Arendt was still standing under the screens showing the virtual destruction of his country, arguing that he was right, and that to speak the last two characters of the launch code would be a disaster. The depleted audience was with him: the Secretary of State, the Chief of Staff, the Deputy Security Adviser and the other two deputies, all willing the president to change his mind.
The admiral’s case was plain. “The White House is a primary target on every conceivable attack pattern of a foreign power. We have not been hit—yet—and neither has any target within a hundred miles. Mister President, an atom bomb in Virginia would rattle the windows in the Oval Office. There are no independently verifiable signs that we have been attacked because we have not actually been attacked.”
Mackensie looked above Arendt’s head, seeking both clarity and certainty. He watched the missile tracks close in on NORAD’s mountain fastness.

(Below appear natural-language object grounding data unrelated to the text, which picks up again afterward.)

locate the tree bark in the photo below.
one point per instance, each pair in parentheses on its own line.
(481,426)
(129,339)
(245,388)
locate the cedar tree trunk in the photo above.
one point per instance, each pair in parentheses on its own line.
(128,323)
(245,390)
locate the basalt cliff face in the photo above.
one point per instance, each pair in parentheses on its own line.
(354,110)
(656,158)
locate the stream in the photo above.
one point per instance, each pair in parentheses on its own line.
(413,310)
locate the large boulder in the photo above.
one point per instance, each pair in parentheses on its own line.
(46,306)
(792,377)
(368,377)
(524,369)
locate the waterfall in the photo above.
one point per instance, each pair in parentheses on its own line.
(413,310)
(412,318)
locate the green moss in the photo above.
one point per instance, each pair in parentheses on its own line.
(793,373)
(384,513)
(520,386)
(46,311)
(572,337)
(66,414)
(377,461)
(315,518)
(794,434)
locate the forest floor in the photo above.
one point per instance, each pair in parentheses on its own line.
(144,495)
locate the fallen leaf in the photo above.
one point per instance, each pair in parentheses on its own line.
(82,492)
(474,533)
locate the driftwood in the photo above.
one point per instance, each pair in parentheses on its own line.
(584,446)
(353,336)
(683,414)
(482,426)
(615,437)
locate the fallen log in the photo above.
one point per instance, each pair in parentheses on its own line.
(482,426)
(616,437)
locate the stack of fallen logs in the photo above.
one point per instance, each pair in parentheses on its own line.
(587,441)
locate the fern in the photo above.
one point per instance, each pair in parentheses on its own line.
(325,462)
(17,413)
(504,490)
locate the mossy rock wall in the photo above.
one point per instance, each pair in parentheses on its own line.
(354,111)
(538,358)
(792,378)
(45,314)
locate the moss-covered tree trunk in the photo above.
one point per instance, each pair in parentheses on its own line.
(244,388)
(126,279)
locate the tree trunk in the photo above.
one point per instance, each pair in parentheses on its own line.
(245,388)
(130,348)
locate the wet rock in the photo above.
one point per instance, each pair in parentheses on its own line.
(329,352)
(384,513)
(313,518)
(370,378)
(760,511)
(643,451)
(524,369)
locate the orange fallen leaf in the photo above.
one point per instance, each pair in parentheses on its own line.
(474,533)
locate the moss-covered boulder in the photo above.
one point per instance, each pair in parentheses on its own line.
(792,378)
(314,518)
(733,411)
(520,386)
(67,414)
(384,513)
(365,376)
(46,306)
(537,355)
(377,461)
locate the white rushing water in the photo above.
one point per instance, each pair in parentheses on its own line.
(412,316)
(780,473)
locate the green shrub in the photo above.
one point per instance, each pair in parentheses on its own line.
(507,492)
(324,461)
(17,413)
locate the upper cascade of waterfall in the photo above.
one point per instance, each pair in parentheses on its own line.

“I am the President of the United States of America and Commander-in-Chief of her armed forces. The reason I am in this great office of state, after long years of faithful service to this nation and her peoples, is to be here at this time and this place, to take this decision. When all others fall by the wayside and show themselves unworthy of the responsibilities handed to them by Almighty God, I will not falter. I will set my face like flint in the face of my many adversities and remain faithful to the very end.” Mackensie picked up the gold codes and looked to the screen that held the image of the ever-patient airforce officer, waiting for the complete sequence.
“Sir?” said Joshua Meldon Junior into the sudden silence. “My brother works for the USGS.”
“That’s nice, son, but not now.”
“He’s in Colorado. They have seismometers, sir. And I can verify it’s really him.”
Arendt gestured to Meldon to make the call.
“Niner Zulu,” said Mackensie.
“The launch codes have been authenticated,” said the man at NORAD and saluted crisply. “It was an honor serving under you, sir.”
“Would that others did their duty as diligently as you, son.” The screen went blank, and was replaced by a list of the counterstrike assets as they were activated. Mackensie folded his arms, as if he had known this day would come and he had spent a lifetime preparing himself for it. “Thank you, gentlemen. There is nothing else left to do, and you are all dismissed.”
None of them moved.
Meldon adjusted his mouth mic. “I need to speak to Doctor Jerry Meldon. I don’t care if he’s in a meeting: this is the White House and this is urgent.” While he waited, he picked up Petrovitch’s phone again.
“You’ll go far,” said Petrovitch.
“I’m too late, though, aren’t I?”
“Hell yeah. All your base are belong to us.”
“What are you going to do with them? The codes, I mean?”
“Enjoy them while I’ve got them. They go out of date at midnight, so they have a short shelf-life. I thought I might post them on some public message boards, see if they go viral.”